The question is... now what?
What Does the AMC Stock Chart Say?
AMC stock is breaking big levels here.
The last time AMC traded at $18, the stock volume was 500 – 800 million shares per day!
We are not even over 50 million today.
What does this mean for the stock?
The AMC crowd is relentless and doing what has worked in the past… holding.
The Bears are seeing this as an opportunity to press and demoralize the long crowd.
The lack of volume tells them that the long crowd has run out of money and losing patience.
The Bears will continue to press until they see big volume – up or down.
Strong up volume will indicate for them to slow down and try to avoid a squeeze again.
Options Activity in AMC Stock
AMC earnings are due out in the next few weeks.
There has been a Put buyer in the name that has been rolling down and getting bigger from the high $20s.
Today it looks like he sold to close 3,000 March 18th $22 Puts and 5,000 February $25 Puts to buy 15,000 March 18th $18 Puts.
Notice how he's pressing by adding more contracts.
The RR$ is pointing toward $11.89. Yikes!
The Implied Volatility is climbing into nosebleed levels again. Consider that the March straddle cost ~$7.40, which gives you breakevens near $10.60 and $25.40.
If you are long the stock (assume 100 shares) and really want to hold long-term then this trade is interesting to look at:
Buy 1 AMC March 18th $20 Call $3.15
Sell 2 AMC March 18th $30 Calls $1.40
Net-net = debit $0.35.
That option trade makes money at expiration between $20.35 and $39.65. It makes a maximum of $9.65 (max value = $10) at $30 on expiration. Just something to think about as you try to get back some of that money between that range.
UNUSUAL OPTIONS ACTIVITY DG STOCK
What’s Wrong With Dollar General?
Dollar General (DG) revenues are growing as they add stores, but same-store-sales numbers are declining.

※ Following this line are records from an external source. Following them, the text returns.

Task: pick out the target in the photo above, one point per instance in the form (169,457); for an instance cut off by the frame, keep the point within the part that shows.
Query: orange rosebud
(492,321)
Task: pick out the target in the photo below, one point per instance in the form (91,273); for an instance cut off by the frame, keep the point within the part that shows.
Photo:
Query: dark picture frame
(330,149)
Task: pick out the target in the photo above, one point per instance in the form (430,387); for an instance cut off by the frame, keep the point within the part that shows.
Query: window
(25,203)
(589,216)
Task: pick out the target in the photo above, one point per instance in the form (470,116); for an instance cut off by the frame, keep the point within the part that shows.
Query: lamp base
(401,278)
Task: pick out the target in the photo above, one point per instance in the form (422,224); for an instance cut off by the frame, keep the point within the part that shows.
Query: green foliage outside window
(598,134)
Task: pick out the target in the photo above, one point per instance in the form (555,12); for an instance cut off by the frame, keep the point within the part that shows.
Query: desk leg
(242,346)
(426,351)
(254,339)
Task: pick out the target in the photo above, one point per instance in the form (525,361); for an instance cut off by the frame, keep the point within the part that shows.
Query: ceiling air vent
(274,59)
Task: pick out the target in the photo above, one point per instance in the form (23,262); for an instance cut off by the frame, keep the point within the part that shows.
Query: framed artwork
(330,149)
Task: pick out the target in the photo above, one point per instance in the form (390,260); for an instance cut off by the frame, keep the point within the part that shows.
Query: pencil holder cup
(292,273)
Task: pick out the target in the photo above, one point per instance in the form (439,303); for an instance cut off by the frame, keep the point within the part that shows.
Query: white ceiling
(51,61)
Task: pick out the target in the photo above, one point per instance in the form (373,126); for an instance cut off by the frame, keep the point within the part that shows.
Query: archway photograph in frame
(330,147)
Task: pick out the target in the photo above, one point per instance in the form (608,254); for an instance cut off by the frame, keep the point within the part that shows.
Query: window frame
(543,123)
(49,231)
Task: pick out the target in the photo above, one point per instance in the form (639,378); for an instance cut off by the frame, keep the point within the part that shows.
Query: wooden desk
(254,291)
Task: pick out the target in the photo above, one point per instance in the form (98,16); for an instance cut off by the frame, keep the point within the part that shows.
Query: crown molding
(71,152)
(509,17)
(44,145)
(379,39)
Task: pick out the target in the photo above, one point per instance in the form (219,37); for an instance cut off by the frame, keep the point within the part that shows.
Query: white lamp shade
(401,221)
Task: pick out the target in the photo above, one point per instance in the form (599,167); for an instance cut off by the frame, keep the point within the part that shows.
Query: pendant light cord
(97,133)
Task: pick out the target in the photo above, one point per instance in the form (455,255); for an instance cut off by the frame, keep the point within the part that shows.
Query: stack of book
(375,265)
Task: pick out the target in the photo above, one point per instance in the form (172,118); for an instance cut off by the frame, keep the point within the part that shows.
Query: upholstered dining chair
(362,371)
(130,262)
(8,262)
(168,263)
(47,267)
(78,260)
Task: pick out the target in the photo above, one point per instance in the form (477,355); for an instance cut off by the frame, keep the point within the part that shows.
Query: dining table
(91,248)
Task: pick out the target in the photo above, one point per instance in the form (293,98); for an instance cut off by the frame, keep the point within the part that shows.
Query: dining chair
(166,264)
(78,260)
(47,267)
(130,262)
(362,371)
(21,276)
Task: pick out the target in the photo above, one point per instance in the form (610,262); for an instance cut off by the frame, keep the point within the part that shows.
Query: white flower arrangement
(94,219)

Morgan Stanley downgraded the stock today to equal weight from overweight:
“The ’22 investment setup is less favorable in our view; our EPS estimates are ~3.5% below consensus as we expect comps to continue decelerating (we model +1% given a tricky low end consumer backdrop) and EBIT margin contraction (~30 bps) as momentum from recent initiatives fades and cost pressures accelerate.”

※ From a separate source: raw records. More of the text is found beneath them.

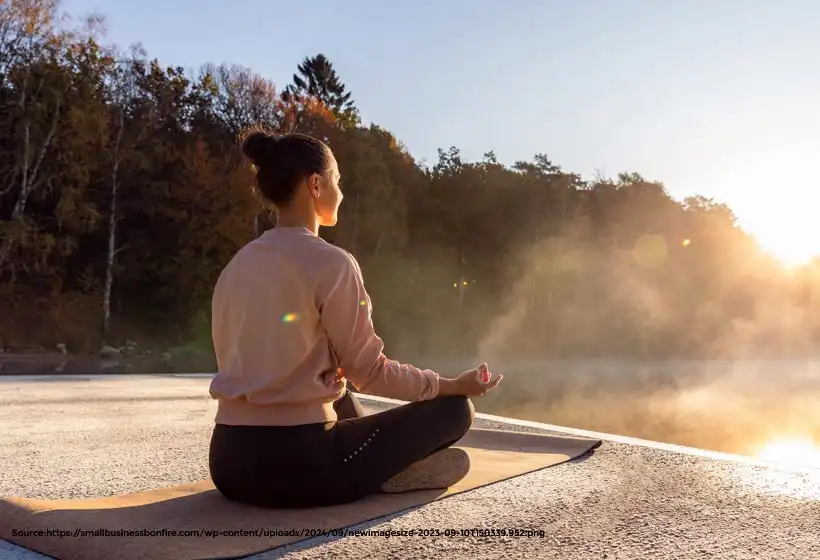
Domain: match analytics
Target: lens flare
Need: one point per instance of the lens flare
(800, 452)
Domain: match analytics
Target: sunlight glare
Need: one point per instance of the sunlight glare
(800, 452)
(784, 224)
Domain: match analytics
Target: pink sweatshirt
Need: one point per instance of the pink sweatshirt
(289, 311)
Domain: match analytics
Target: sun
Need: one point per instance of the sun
(769, 193)
(800, 452)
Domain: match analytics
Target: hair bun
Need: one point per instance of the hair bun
(259, 147)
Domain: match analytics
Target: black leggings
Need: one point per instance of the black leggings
(313, 465)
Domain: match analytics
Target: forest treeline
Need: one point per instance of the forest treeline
(123, 194)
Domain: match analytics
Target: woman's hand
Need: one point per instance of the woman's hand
(475, 382)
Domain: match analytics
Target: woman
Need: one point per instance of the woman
(291, 328)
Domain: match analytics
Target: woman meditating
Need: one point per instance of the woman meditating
(291, 328)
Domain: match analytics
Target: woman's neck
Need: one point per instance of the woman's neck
(292, 219)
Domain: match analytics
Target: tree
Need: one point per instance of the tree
(316, 78)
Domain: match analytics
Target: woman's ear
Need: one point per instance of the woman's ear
(314, 184)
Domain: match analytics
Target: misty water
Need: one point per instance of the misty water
(729, 406)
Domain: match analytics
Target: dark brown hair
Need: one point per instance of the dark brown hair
(283, 161)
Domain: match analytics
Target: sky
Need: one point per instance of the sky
(718, 98)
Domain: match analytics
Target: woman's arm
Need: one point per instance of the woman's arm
(346, 316)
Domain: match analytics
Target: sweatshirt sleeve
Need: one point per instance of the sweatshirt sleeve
(346, 315)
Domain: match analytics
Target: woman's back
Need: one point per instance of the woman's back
(271, 348)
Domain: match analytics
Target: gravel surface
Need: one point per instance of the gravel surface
(105, 436)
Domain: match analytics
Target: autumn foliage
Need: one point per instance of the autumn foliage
(123, 194)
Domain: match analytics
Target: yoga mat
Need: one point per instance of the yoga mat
(494, 456)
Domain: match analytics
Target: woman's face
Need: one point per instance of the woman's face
(330, 196)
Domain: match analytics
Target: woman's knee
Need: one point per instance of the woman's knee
(458, 412)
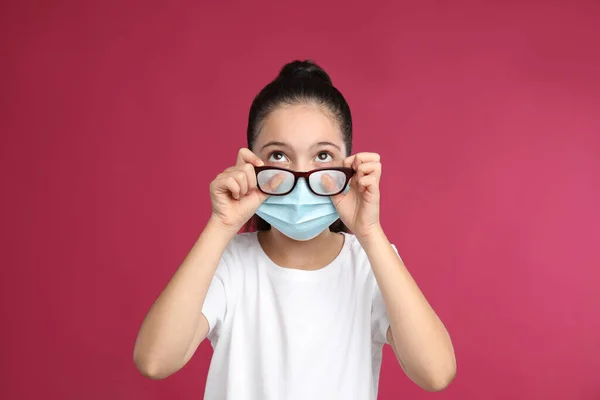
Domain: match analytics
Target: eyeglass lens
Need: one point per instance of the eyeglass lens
(277, 182)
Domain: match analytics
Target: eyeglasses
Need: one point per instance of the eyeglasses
(276, 181)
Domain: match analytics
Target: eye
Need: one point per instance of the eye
(277, 156)
(324, 157)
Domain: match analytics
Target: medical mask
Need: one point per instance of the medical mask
(301, 214)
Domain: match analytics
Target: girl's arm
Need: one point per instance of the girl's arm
(418, 337)
(175, 325)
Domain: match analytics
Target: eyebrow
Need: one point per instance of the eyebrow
(283, 144)
(274, 143)
(326, 144)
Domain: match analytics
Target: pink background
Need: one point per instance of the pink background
(115, 116)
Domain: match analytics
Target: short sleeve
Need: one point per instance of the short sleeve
(215, 303)
(379, 318)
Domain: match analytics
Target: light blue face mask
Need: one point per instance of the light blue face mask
(300, 215)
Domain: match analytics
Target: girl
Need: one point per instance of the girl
(301, 308)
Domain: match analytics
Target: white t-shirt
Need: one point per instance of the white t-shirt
(287, 334)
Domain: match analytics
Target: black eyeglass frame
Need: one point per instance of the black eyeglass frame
(348, 172)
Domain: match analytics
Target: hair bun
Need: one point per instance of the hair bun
(304, 70)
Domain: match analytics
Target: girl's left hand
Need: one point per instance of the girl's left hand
(359, 207)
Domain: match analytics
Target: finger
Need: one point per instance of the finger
(330, 184)
(368, 183)
(362, 158)
(274, 182)
(233, 187)
(369, 168)
(349, 161)
(246, 156)
(242, 180)
(248, 169)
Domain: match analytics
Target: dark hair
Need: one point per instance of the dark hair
(299, 82)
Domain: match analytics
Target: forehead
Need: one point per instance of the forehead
(300, 126)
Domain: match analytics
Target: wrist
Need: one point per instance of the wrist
(216, 227)
(373, 236)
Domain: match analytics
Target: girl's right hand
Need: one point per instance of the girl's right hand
(234, 194)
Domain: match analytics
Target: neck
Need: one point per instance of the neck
(310, 254)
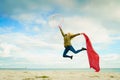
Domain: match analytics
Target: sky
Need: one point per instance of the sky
(30, 38)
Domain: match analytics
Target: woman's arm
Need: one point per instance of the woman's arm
(75, 35)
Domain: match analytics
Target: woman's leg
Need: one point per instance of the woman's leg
(66, 51)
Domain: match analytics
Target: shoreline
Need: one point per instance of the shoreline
(57, 75)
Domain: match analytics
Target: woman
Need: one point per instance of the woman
(67, 43)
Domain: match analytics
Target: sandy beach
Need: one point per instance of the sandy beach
(57, 75)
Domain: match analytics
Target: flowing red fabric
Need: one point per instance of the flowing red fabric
(93, 57)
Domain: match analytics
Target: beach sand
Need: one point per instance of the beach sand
(57, 75)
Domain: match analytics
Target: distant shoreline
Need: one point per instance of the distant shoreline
(69, 69)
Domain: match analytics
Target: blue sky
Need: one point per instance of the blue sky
(29, 36)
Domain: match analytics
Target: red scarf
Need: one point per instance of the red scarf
(92, 55)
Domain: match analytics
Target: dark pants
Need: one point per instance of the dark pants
(71, 49)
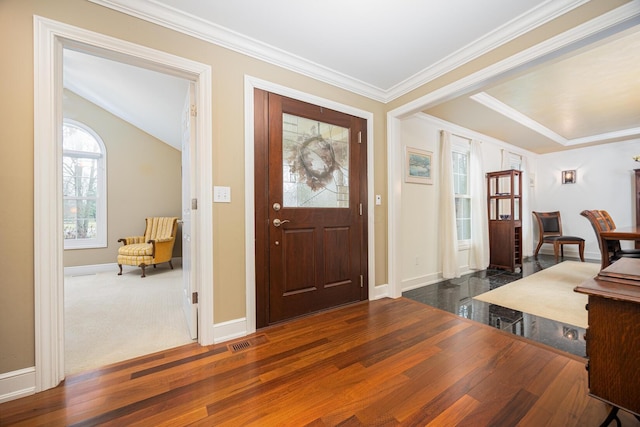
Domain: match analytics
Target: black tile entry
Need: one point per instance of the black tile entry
(456, 296)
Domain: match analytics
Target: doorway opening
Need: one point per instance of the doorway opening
(311, 209)
(51, 38)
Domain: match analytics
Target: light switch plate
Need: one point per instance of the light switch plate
(221, 194)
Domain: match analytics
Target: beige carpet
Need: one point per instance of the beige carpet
(111, 318)
(548, 293)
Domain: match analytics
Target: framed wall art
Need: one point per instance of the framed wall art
(418, 166)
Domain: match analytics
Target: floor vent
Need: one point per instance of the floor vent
(251, 342)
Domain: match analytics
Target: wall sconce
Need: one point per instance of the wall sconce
(570, 333)
(569, 177)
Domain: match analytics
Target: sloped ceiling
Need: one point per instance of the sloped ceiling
(147, 99)
(385, 49)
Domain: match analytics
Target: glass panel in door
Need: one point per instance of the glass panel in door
(315, 163)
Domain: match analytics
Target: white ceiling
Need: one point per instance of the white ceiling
(384, 49)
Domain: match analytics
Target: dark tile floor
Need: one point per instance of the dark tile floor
(456, 296)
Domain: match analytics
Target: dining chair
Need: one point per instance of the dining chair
(550, 231)
(610, 250)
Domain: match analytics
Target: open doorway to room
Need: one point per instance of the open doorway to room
(126, 140)
(51, 39)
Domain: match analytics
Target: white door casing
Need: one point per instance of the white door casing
(50, 37)
(189, 306)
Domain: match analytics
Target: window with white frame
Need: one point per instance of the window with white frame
(83, 187)
(515, 161)
(460, 157)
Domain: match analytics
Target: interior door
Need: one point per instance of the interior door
(313, 209)
(189, 303)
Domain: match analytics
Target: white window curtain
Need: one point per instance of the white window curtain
(479, 250)
(527, 223)
(448, 231)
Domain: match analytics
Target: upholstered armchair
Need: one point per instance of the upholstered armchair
(154, 247)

I would watch this WSJ video on the economics of DG. It’s interesting.
What Does the DG Stock Chart Say?
DG stock has had quite a run. You could see this trendline it’s been following since the pandemic lows.

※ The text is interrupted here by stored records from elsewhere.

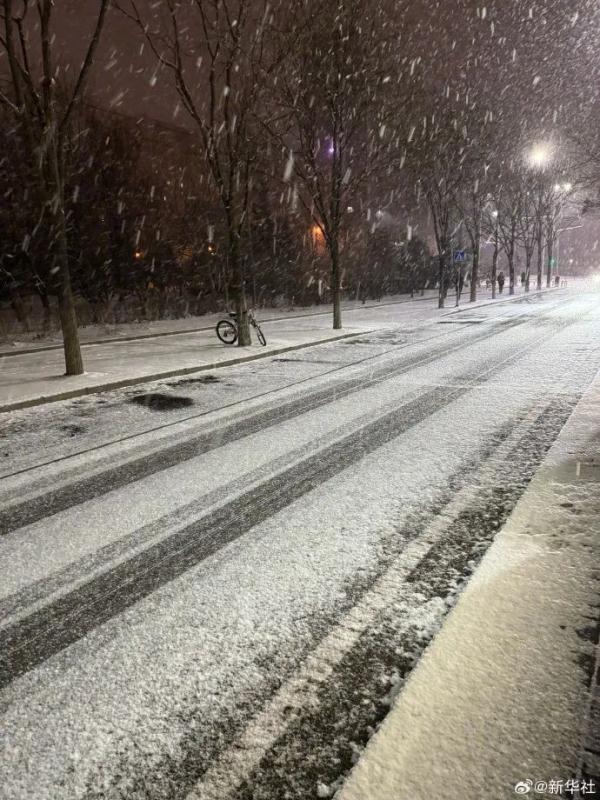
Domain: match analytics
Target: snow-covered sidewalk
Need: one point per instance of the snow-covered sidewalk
(31, 378)
(504, 701)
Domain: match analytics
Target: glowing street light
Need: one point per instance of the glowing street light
(540, 155)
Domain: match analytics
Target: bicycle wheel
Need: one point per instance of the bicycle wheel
(227, 331)
(260, 335)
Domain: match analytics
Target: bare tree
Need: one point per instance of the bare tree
(330, 126)
(219, 56)
(527, 221)
(43, 119)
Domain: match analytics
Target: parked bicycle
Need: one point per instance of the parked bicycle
(227, 329)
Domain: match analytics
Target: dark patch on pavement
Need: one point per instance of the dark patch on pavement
(161, 402)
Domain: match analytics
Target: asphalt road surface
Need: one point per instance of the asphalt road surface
(214, 587)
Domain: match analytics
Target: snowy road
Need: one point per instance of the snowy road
(213, 587)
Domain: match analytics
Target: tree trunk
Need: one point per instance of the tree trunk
(335, 284)
(442, 280)
(475, 272)
(540, 255)
(550, 256)
(66, 305)
(528, 257)
(495, 266)
(511, 273)
(239, 294)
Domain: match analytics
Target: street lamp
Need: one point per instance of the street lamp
(540, 155)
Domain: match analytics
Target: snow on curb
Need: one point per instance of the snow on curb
(148, 378)
(499, 696)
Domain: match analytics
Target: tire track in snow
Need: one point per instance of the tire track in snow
(37, 507)
(47, 631)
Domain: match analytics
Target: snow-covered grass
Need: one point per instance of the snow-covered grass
(174, 678)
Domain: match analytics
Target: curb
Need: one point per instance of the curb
(500, 697)
(141, 337)
(120, 384)
(496, 302)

But something has changed in the last week. The stock has gone from new all-time highs to quickly breaking down through the 50 and 200dma, as well as this strong trend line.
While it looks oversold, the Bulls want to get back into that uptrend… quickly.
The longer it holds these levels the more likely we see another move lower.
Now, consider the options flow ...
Options Activity in DG Stock
On Friday, there was a large Put buyer rolling down.
They sold almost 4,000 DG February 18th $230 Puts to close and then bought 10,000 DG February 18th $210 Puts 10,000x. They paid about $4.25 for these $210s.
And then just got lucky enough to catch a big downgrade at Morgan Stanley.
It appears to me that someone has a good handle on how much DG’s numbers are slowing and pressing the stock lower. Considering the purchase of the $210 Puts, they likely are looking at $185 as a Target Stock price.